Ollie Waldron
- Full name: Cornelius Oliver Waldron
- Born: 11 July 1943 Cork, Ireland
- Died: 18 August 2026 (aged 83) Schull, County Cork, Ireland
- University: University College Cork University of Oxford

Rugby union career
- Position: Lock / Prop

International career
- Years: Team / Apps / (Points)
- 1966–68: Ireland / 3 / (0)

= Ollie Waldron =

Irish rugby union player (1943–2026)

Cornelius Oliver Waldron (11 July 1943 – 18 August 2026) was an Irish international rugby union player.

==Biography==
Waldron was born in Cork, the third of four sons to parents Margaret O'Brien, from Kilbrittain, County Cork, and Irish Volunteer and Garda Síochána Sergeant Michael Waldron, from Ballyhaunis, County Mayo.
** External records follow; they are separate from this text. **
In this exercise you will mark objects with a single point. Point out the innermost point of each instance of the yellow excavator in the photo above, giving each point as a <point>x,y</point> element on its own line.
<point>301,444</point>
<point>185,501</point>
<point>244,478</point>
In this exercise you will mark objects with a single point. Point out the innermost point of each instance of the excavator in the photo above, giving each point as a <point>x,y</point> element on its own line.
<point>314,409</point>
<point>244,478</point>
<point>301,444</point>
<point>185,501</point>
He attended Glasheen Boys' School, and later graduated from University College Cork before undertaking postgraduate studies at Merton College, Oxford, where he completed a DPhil in nuclear physics.

A two-time Oxford blue, Waldron was the victim of a biting incident while playing for Oxford University against the touring Wallabies in 1966, leaving him bloodied. The injury required numerous stitches and was later revealed to have been caused by Wallaby hooker Ross Cullen, who was sent home by Australian team management. He also played for London Irish and was capped three times by Ireland, appearing twice in the 1966 Five Nations as a lock against Scotland and Wales at Lansdowne Road, then once against the Wallabies in a 1968 home international, this time used as a prop.

== Business Career ==
A CEO of Tara Mines and chairman of Oliver Resources, Waldron was subsequently CEO of Dragon Oil.
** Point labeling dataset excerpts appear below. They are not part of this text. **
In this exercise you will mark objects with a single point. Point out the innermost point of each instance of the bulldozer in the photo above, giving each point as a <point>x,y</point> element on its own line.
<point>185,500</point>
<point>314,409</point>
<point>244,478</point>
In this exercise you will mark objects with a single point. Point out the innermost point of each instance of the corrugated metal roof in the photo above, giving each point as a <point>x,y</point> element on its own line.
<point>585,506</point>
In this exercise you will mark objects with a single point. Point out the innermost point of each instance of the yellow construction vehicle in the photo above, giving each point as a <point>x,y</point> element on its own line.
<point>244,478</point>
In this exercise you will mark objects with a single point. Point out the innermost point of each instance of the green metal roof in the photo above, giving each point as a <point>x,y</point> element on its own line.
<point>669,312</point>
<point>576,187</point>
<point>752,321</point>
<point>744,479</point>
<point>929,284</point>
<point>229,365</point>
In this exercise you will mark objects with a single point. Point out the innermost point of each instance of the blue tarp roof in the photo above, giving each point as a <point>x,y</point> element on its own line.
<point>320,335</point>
During his time as CEO of Dragon Oil, Oliver Waldron identified and led the investment in the Cheleken Block, and oil producing zone of the South Caspian Sea, Turkmenistan in 1995. The team believed that the zone held massive quantities of hydrocarbons but had suffered chronic under investment and operating inefficiency. Initially, Dragon Oil purchased a 60% interest in LEA, a Dutch operator that was working with the Turkmen government to develop the resource since 1993. In 1996, Dragon bought out all of the remainder of LEA's interest and raised development funds through a share issue at 1.5 pence per share (equivalent to 37.5 pence after a 1 for 25 share consolidation in September 1997). The Production Sharing Agreement (PSA) that was negotiated and signed with the Government of Turkmenistan represented one of the first major foreign investments in the country since Turkmenistan's independence in 1991.
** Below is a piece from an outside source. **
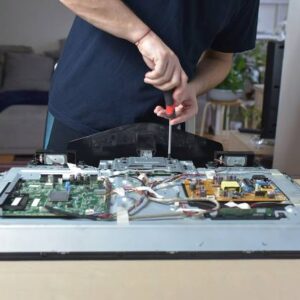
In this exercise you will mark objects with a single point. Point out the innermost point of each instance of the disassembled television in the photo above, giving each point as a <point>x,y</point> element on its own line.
<point>147,207</point>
During the term of the PSA, Dragon Oil has produced over 468 million barrels of oil and increased daily production more than ten fold to reach 100k boe/d by June 2015. The field remains the principal producing asset for Dragon Oil.

Having been a shareholder since 1999, the Emirates National Oil Company (ENOC) took Dragon Oil private and delisted from the London Stock Exchange in 2015 when it offered minority shareholders 800 pence per share valuing the equity at £3.9bn.

Between Dragon Oil's capital raising in 1996 to ENOC's take private offer in 2015, the Dragon Oil share price rose from 37.5 pence to 800 pence, an increase of 21 fold representing a compound return of 17.5% per annum for shareholders. The FTSE 100 returned 2.9% per annum over that period.

== Family Life ==
Oliver Waldron married Margo (maiden name Horgan) on 17 September 1966. He died at home in Schull, County Cork, on 18 August 2026, at the age of 83. He is survived by his wife, Margo, and sons, Jonathan, Gavin, Jaimie, and Richard.